What Do AI-Generated Images Want?
This is an incremental theoretical exploration for art history and AI ethics, focusing on the agency of AI-generated images without practical applications.
The paper reframes W.J.T. Mitchell's question about picture agency to ask what AI-generated images want, arguing that they desire specificity and concreteness due to their fundamentally abstract nature, based on the premise that text and image are interchangeable tokens in multimodal models.

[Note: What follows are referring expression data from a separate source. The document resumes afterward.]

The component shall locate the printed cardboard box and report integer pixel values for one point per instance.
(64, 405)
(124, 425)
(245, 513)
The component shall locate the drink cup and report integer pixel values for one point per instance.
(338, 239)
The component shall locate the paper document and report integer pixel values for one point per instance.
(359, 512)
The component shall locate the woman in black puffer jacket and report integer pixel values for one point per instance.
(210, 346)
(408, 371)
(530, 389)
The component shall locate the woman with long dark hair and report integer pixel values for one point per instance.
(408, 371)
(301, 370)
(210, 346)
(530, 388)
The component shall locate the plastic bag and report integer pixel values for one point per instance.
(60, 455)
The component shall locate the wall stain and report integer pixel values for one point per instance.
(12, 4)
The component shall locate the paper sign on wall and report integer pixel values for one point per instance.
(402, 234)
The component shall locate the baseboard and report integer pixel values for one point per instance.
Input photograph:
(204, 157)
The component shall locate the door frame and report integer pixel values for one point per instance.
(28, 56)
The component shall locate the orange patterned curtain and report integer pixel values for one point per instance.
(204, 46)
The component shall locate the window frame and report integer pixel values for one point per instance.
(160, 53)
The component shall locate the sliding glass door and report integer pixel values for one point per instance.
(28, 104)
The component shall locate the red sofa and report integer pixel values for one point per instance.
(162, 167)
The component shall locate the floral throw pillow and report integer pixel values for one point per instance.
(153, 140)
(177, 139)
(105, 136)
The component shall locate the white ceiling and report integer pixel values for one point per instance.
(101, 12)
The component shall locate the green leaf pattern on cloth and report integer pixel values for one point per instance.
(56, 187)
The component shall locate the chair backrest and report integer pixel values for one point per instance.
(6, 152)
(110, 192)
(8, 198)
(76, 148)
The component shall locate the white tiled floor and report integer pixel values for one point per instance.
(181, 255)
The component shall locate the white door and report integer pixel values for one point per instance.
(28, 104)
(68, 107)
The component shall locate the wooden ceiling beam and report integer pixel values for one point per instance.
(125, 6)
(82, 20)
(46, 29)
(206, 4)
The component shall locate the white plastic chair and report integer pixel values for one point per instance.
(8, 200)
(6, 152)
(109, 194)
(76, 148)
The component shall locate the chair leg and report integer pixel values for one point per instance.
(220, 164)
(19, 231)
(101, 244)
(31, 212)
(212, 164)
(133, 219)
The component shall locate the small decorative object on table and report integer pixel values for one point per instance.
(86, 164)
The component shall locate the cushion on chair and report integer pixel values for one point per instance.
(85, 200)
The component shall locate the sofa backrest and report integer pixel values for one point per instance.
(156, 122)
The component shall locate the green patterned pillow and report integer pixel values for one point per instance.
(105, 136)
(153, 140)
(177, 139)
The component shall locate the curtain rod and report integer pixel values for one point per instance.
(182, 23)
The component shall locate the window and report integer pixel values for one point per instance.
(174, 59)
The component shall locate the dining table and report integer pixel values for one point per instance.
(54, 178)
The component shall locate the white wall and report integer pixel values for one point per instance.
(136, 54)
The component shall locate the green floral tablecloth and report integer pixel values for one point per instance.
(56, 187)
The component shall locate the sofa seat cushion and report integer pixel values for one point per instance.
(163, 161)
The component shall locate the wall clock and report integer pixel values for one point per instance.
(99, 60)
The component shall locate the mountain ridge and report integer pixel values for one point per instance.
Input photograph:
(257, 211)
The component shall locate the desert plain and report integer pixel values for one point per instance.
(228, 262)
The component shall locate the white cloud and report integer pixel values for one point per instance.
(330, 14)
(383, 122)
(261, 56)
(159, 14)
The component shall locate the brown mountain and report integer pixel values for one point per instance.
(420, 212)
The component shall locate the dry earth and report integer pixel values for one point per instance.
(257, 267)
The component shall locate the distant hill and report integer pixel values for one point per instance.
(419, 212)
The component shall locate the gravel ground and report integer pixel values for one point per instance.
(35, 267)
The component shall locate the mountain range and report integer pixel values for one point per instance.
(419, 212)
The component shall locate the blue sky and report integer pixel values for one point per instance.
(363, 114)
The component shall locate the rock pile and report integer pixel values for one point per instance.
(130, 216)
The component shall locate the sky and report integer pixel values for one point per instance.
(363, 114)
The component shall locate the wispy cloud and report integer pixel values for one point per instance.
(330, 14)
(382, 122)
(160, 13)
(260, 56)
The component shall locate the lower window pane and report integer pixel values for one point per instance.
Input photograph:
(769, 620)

W.J.T. Mitchell's influential essay 'What do pictures want?' shifts the theoretical focus away from the interpretative act of understanding pictures and from the motivations of the humans who create them to the possibility that the picture itself is an entity with agency and wants. In this article, I reframe Mitchell's question in light of contemporary AI image generation tools to ask: what do AI-generated images want? Drawing from art historical discourse on the nature of abstraction, I argue that AI-generated images want specificity and concreteness because they are fundamentally abstract. Multimodal text-to-image models, which are the primary subject of this article, are based on the premise that text and image are interchangeable or exchangeable tokens and that there is a commensurability between them, at least as represented mathematically in data. The user pipeline that sees textual input become visual output, however, obscures this representational regress and makes it seem like one form transforms into the other -- as if by magic.